4.6. Scanning Time and Clinical Efficiency
Efficiency in clinical workflows is paramount, particularly when integrating digital technologies such as intraoral scanners (IOS). In this study, Primescan 1 exhibited the shortest scanning times for the maxillary arch, completing scans significantly faster than the Medit i700 and COXO DL-300P. However, the differences in scanning time among the scanners were not statistically significant for the mandibular arch, reflecting the particular challenges associated with that region.
The longer scanning times observed in the mandibular arch were likely influenced by the presence of a large edentulous area extending from the 3.5 to 3.8 region. This anatomical scenario consistently presented difficulties for all three scanners tested, as they frequently lost track of the scanning area, requiring repeated adjustments and rescans. Such challenges are well-documented in the literature, with studies indicating that edentulous regions, particularly in the posterior areas, pose significant obstacles for IOS devices due to the lack of distinct anatomical landmarks and limited space for maneuvering the scanner tip [
24].
While Primescan 1 achieved efficient scanning in areas with sufficient abutments and only short edentulous spans, it struggled, just like the Medit i700 and COXO DL-300P, in capturing accurate data when faced with a large edentulous region. These observations suggest that even advanced intraoral scanners experience diminished efficiency and reliability when encountering extensive gaps without clear anatomical references. This underscores the importance of careful scanning strategies and patient-specific considerations in clinical practice; therefore, clinicians should be aware of these limitations and consider incorporating supplementary techniques or tools to enhance scanning accuracy and efficiency in challenging anatomical scenarios.

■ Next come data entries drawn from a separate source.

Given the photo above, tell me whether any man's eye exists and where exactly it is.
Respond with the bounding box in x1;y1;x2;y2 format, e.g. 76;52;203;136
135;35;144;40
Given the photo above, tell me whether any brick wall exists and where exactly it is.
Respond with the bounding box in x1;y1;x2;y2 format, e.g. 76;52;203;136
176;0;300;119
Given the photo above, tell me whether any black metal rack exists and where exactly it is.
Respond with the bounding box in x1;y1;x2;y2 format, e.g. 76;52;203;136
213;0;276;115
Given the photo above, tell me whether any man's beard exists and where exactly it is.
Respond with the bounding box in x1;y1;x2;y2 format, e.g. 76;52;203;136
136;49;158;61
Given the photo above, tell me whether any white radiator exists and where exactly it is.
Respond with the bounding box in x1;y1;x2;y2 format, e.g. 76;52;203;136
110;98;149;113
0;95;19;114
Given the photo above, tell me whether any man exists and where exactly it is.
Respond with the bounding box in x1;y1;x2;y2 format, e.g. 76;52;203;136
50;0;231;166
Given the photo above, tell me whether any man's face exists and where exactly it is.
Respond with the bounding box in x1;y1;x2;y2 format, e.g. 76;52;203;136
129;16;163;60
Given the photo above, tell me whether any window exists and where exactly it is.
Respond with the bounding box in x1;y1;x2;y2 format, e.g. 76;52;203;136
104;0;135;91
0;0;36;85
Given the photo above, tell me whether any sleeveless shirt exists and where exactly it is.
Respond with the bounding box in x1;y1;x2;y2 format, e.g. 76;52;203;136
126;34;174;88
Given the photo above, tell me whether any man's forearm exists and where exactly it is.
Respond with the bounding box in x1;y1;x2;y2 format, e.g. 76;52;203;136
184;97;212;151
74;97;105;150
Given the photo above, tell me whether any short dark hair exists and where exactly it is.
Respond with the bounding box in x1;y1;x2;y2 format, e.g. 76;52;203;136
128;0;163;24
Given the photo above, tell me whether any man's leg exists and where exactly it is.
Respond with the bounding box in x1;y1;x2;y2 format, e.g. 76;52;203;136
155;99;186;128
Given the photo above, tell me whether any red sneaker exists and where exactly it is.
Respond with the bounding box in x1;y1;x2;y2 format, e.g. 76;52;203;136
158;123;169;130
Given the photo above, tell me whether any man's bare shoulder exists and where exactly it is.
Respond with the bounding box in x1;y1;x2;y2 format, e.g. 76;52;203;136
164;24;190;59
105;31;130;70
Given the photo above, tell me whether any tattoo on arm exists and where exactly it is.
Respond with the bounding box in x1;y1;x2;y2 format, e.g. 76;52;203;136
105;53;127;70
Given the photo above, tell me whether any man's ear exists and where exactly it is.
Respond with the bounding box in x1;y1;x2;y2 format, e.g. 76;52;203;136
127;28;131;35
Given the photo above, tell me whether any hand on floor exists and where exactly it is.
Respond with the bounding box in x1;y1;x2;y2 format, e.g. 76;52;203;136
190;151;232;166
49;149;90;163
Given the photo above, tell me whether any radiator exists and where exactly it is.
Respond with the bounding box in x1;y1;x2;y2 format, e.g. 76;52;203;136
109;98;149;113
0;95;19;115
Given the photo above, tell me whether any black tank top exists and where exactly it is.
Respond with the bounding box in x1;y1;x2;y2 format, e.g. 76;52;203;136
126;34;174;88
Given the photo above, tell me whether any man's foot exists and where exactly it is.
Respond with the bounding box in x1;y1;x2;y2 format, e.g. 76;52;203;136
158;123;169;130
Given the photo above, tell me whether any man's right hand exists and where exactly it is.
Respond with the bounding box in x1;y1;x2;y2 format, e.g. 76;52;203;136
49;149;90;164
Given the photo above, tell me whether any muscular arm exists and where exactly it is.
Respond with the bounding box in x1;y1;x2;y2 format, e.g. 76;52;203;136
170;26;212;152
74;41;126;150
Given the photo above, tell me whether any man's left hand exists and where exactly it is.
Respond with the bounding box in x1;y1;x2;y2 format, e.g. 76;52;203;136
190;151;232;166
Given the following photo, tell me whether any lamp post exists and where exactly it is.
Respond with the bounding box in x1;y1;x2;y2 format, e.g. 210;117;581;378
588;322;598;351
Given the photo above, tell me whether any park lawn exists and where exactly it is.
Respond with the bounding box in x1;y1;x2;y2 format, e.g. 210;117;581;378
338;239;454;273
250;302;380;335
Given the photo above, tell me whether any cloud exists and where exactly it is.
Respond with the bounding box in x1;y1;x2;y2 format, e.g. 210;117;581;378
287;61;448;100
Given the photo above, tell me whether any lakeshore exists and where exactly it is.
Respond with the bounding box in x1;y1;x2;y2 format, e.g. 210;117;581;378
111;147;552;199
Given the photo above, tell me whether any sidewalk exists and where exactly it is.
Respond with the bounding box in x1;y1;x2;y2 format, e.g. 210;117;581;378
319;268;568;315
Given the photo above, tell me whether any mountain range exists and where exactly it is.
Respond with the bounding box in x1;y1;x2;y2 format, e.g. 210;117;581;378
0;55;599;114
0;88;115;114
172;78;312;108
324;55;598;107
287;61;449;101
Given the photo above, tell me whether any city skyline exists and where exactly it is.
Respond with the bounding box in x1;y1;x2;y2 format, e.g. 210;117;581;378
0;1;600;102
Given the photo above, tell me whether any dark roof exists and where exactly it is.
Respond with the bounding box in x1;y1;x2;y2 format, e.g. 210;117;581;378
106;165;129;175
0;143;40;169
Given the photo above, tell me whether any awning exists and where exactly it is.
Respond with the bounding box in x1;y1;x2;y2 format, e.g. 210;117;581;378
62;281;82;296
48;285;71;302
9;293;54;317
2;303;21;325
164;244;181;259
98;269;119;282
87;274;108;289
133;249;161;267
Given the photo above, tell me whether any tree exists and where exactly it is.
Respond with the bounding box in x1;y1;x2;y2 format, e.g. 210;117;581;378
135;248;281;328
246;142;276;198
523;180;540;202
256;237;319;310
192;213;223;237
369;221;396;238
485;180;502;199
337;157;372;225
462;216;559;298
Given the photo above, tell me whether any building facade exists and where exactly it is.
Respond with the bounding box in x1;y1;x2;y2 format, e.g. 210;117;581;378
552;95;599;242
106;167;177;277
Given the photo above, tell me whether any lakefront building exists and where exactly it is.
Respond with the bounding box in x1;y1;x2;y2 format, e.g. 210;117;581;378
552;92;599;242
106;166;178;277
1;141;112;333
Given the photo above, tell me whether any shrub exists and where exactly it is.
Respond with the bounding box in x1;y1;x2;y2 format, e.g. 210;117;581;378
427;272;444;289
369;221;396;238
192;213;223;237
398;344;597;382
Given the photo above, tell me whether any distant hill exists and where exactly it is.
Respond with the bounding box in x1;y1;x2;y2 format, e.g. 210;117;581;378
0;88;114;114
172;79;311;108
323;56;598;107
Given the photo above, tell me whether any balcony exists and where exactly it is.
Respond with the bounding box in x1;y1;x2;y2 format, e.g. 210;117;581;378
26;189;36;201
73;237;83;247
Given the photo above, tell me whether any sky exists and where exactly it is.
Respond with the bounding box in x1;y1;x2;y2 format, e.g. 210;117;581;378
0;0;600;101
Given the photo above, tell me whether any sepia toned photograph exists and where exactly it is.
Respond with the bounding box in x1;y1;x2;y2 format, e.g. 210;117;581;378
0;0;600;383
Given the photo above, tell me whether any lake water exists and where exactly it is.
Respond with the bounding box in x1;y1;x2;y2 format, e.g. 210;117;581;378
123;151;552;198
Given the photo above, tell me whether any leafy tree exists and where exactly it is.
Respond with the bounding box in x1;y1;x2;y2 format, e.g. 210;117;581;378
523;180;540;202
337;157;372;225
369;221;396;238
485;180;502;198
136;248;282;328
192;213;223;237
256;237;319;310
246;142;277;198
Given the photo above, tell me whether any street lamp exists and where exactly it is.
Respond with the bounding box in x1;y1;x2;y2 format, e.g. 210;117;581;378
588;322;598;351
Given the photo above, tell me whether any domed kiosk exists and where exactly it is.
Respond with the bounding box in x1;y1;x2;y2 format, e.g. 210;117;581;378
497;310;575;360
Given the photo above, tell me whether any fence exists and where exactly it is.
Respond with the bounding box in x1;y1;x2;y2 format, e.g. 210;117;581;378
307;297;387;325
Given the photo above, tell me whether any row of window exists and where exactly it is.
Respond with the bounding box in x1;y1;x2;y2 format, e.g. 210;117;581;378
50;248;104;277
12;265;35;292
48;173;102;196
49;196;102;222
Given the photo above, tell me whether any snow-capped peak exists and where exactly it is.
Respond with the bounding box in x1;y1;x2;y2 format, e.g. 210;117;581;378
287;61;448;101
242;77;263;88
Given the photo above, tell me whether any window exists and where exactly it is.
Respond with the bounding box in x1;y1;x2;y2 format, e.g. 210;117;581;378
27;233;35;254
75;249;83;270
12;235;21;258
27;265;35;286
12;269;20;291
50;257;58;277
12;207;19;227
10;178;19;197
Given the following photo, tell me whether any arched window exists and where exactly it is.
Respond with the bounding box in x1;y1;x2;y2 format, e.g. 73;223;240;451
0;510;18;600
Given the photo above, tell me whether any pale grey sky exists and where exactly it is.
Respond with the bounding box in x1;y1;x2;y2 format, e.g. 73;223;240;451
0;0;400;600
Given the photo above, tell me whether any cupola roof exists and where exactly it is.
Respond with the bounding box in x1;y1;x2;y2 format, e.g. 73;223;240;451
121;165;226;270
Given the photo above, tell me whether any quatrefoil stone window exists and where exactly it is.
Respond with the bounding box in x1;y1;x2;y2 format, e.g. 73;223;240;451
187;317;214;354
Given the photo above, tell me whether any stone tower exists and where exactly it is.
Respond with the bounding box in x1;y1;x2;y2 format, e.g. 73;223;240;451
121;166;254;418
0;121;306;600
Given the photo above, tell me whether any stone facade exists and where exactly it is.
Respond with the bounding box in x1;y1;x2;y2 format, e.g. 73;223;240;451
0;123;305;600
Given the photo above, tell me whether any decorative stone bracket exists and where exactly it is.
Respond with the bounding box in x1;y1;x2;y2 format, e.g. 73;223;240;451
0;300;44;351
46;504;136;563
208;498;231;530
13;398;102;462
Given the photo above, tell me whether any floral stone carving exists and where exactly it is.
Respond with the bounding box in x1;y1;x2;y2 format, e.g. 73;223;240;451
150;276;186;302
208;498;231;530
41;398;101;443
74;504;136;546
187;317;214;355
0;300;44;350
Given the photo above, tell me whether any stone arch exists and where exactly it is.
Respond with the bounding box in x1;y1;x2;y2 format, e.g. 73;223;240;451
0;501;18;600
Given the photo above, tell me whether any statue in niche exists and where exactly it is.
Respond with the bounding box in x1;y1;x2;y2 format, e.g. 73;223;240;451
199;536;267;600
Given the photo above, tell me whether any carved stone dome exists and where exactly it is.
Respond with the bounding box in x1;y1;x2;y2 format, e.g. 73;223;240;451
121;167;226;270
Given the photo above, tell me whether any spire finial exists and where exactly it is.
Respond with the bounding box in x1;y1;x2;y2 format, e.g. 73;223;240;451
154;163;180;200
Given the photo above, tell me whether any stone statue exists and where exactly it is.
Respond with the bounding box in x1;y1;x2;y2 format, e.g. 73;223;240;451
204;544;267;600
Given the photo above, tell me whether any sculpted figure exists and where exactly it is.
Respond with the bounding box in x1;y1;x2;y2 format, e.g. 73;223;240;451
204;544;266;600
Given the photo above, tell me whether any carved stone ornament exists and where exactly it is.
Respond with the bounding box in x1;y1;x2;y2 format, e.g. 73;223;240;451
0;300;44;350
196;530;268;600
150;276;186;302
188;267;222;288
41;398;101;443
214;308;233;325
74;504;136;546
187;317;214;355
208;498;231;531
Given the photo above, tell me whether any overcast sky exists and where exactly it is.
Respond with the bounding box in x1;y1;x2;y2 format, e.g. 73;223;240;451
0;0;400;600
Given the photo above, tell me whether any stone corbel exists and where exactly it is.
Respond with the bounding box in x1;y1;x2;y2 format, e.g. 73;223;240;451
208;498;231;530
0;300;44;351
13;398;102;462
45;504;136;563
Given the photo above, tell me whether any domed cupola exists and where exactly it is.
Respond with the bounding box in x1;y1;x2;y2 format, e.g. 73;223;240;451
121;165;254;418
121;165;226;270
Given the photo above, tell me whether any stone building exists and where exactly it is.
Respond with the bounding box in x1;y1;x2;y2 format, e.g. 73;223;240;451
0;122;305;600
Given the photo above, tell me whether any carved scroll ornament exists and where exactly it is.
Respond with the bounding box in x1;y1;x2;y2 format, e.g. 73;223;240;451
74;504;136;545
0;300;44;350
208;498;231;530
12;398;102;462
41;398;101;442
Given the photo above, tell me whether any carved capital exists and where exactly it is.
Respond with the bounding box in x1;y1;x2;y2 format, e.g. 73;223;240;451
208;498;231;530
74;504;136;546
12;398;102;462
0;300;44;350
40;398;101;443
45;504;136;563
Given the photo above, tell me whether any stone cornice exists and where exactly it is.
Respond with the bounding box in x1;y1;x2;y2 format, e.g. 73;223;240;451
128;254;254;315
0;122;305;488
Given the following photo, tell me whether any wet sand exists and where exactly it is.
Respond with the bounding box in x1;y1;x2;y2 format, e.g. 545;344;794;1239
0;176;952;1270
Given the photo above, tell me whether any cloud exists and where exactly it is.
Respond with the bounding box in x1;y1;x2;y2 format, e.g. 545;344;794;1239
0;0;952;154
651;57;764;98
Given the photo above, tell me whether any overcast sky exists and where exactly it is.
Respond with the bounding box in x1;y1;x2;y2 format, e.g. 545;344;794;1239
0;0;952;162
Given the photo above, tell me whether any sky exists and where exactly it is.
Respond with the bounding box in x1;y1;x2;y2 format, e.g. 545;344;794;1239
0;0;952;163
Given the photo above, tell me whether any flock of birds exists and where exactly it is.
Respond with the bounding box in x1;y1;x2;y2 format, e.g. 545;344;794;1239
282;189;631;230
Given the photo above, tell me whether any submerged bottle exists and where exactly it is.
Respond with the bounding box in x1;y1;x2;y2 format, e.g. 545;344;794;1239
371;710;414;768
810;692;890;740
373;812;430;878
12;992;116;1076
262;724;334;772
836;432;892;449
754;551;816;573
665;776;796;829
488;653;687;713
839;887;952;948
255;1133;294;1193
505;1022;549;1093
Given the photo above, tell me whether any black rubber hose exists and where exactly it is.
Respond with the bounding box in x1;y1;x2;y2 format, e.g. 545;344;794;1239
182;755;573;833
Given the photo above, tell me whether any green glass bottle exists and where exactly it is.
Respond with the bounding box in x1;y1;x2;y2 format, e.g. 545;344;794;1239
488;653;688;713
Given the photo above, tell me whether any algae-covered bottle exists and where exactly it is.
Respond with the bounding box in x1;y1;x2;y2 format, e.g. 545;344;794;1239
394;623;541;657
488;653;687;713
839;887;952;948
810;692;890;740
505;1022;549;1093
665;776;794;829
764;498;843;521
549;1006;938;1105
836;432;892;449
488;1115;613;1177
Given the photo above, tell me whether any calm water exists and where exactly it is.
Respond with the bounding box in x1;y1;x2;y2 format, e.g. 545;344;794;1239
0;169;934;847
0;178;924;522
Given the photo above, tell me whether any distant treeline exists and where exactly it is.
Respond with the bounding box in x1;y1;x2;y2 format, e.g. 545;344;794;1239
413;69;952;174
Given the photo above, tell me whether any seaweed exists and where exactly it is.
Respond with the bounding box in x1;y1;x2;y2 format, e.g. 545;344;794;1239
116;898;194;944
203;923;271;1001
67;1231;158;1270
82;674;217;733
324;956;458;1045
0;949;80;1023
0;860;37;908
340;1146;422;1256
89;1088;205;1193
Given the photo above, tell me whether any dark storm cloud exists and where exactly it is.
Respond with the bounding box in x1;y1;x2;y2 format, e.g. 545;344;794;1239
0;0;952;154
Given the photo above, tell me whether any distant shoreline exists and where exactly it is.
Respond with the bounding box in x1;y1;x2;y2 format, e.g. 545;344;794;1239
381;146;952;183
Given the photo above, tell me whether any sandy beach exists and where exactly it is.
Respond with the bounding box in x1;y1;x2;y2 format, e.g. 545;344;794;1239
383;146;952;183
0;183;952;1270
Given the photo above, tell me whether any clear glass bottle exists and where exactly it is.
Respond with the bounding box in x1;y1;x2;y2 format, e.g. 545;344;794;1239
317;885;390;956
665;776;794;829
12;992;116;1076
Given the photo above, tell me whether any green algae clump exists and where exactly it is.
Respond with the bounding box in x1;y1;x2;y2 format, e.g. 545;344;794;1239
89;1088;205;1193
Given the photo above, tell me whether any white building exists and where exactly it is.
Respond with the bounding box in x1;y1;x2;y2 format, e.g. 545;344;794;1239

4.7. Study Limitations and Future Directions
The findings of the present study should be interpreted within several limitations. First, the investigation was conducted on a single patient, which limits the generalizability of the results to broader clinical populations. Second, only one specific prosthodontic scenario involving posterior abutments and partially edentulous areas was evaluated. Third, all scans were obtained during a single uninterrupted clinical session to maintain identical environmental conditions across acquisitions. Additionally, this design may have introduced potential influences such as patient fatigue, operator fatigue, or progressive difficulty in maintaining optimal isolation of the working field.
Finally, the reference dataset was generated using a conventional impression and stone cast, subsequently digitized with a high-accuracy desktop scanner, which represents a reliable clinical reference but may still introduce minor cumulative deviations. Future studies including larger patient samples, multiple operators, and different clinical scenarios are required to further validate these findings.
The results of this study highlight that intraoral scanner performance may vary depending on both device implementation and clinical conditions such as scan length and anatomical complexity. In prosthodontic workflows involving prepared abutments and partially edentulous regions, clinicians should consider not only scanning speed but also the consistency and trueness of digital impressions. Understanding these performance characteristics may assist clinicians in selecting appropriate scanning systems and strategies to improve the reliability of digital impressions used for fixed prosthetic rehabilitation.